Neither of our children were with us for dinner as both have partners and they needed to be with their families.  They were all in church this morning though - Alexis, her husband Christian and my favorite person in the whole world, my grandson Corwin, and John and Monique (who is due in September with my second grandchild - a girl who will also be my favorite person in the whole world).  I'm concerned about the future, especially for John, Monique, and Khloe, but I am feeling so blessed to see my family and to know everything we share.  More than anything I am thankful for Cheryl, for all that she does for her children, and most of all just for who she is.  The Purisima is an expensive bottle of wine (at least for us) but it was more than worth it to drink it in celebration of Cheryl and the family she has birthed.

Wednesday, May 07, 2014

SCOTUS Got It Wrong (again)

It's no suprise that I'm not a fan of the current SCOTUS.  Indeed, I think they've made one bad decision after another.  As a Baptist, their latest one really irked me.  The Baptist Joint Committee for Religious Liberty had filed a friend of the court brief opposing the town of Greece, NY's practice of beginning municipal meetings with prayer, almost exclusively with Christian content. 

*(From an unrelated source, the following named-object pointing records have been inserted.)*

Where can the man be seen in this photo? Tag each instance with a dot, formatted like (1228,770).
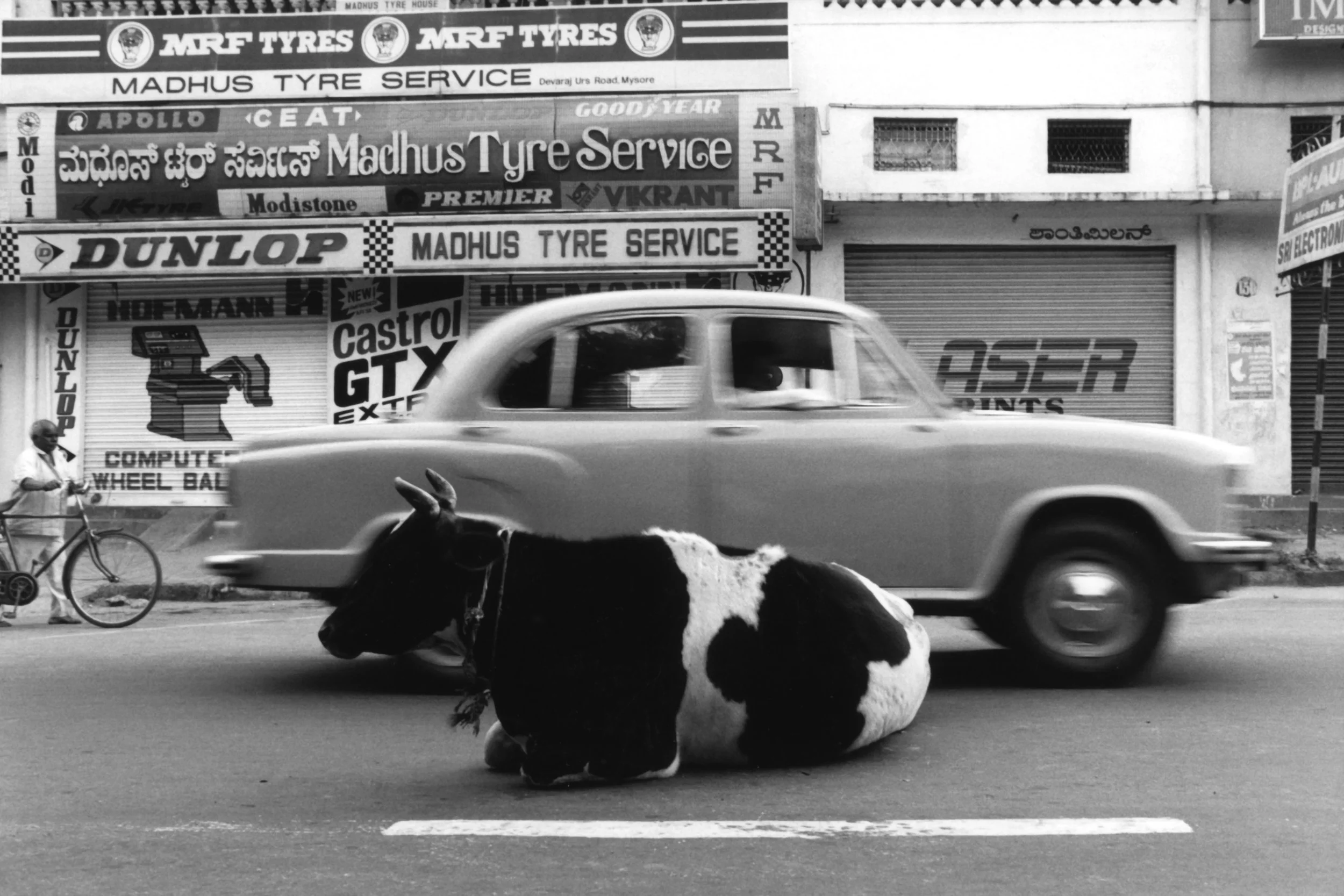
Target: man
(44,478)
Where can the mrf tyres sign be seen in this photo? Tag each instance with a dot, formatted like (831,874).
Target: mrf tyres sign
(316,160)
(1311,224)
(703,46)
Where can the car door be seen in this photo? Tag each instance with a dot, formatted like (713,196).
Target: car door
(819,442)
(619,398)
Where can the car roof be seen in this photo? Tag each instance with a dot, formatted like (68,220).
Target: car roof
(561,310)
(463,367)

I have to admit that I'm more than a little surprised at the support the ruling has received from many right of center Christians.  Justice Kennedy in his opinion repeatedly refers to the prayers as "ceremonial." As a person of faith, my prayers are never ceremonial.  To make them such is to denigrate them and lessen their importance.  On the other hand, to allow me to pray as I truly believe and to give that prayer the place I believe it deserves must by definition offend the conscience of some people.  Also, as a Baptist who believes in Soul Liberty, I believe it is never the place of government to endorse any particular religious belief whether I believe it or not.  All this ruling does is domesticate real faith and force it into the service of civil religion.  For what it is worth, I do not believe that the meetings of Congress should begin with a prayer either.

Back in '07 a Hindu priest, Rajan Zed, offered a prayer in the Senate and this is what happened...

I have to say that I found Zed's prayer less offensive than the prayers shouted by the protestors but I do agree that he should not have been praying publicly.  Of course, they should not either.  And that leads to the second point.  The government cannot stop them or me from praying silently any time or any place we choose including government buildings or meetings.  Those prayers that I have spoken silently at city council meetings were real prayers about real issues and not merely ceremonial ones.